Evet.
Gelmesi vardı onun, sevmesi de vardı ama durması yoktu. Beklemesi yoktu. Zaman geçti. Kelimeler boğazda, yaşlar gözlerde kaldı, herşey bitti. Zaten gel, bekle denmemişti. Sev de denmemişti. Şu maviliğin altına, onca acıyı yükleyen kalbe küçücük halimizle sığamadık sözler ifade edemezken bizi. Bakışlar, acılar, kıskançlıklar, gözyaşları ve nefret konuşurken...
********************
Adalet yoktu zaten şu kalp işlerinde. En haketmeyenle bir olurken , aynı havayı ciğerlerine hapseserken. Ve birşey yokmuş gibi yaparken. Bir zamanlar o havayı hapsettiğin ciğerlerinde acı ve gözyaşları hapsolmuşken. Dinlerken yedi güzel adamı anlamak her sözü, kendinde görürken dinlediklerini...*********************
Bulutlara hapsolmuşken, biz benzetmedik ya onları kendimize zaten, onlar bize özenip bir adam yüzünü, bir kalp oluştururlarken...
Bir uçurtma olduk ya sonunda, ne tarafa eserse o tarafa sürüklenen, dinmek bilmeyen , yüzüne çarpan rüzgara karşı gelemeyen. Her zaman bulutların arasında kalmayı başaran.

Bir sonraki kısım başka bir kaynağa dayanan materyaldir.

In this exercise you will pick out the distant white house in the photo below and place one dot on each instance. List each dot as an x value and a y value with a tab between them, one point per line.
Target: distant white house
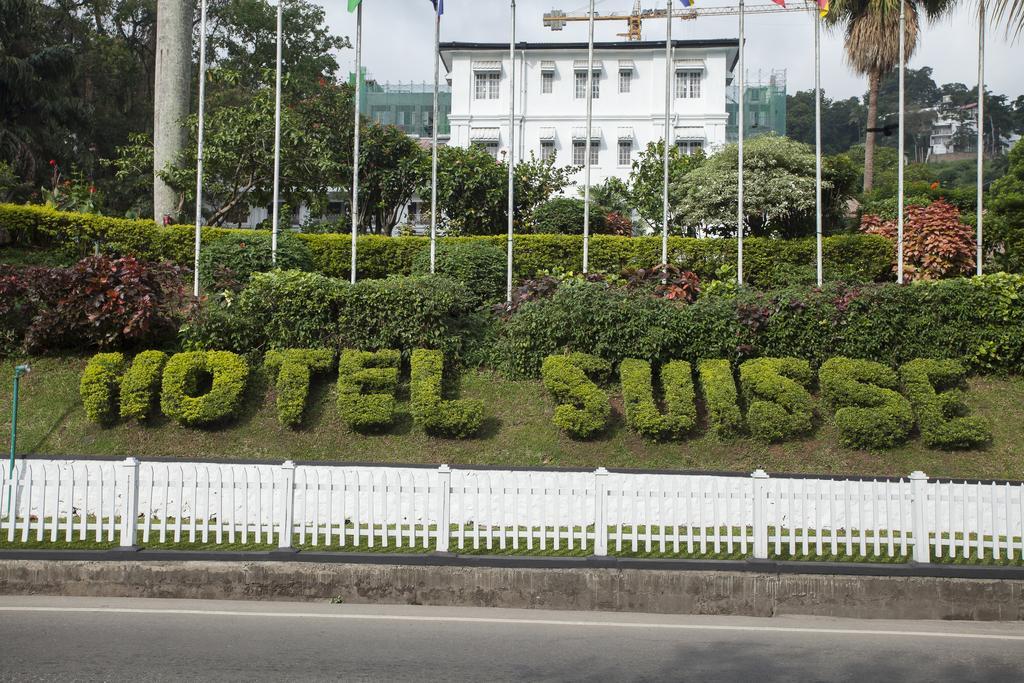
551	98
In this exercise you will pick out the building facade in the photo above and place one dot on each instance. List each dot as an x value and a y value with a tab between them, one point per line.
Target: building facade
551	103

**********************Anlamıştık ya sonunda ne tarafa eserse essin, dinmeden rüzgarı yüzümüze çarpanın bizi gökyüzüne bırakan, uçurtmamızın ipini kalp makarasına saran olduğunu... Bizi gökyüzüne bırakan da artık anlamıştı kalp makarasından uçurtmamızın ipini kopardığımızı.
*********************
İyi okumalarrr .
Umarım begenmişsinizdir. :) ;)
ŞİMDİ OKUDUĞUN
Haa , Bİraz Ben
Chick-LitBiri var evet. Nefes alıyor, veriyor. Yaşıyor gibi birazda. Yazdıkları var, yazamadıkları da... Elleri senin elin gibi, kalbinden geçenler de senin hissettiklerin sanki. O gibi, sen gibi "Haa, biraz da ben" gibi sanki... İyi ok...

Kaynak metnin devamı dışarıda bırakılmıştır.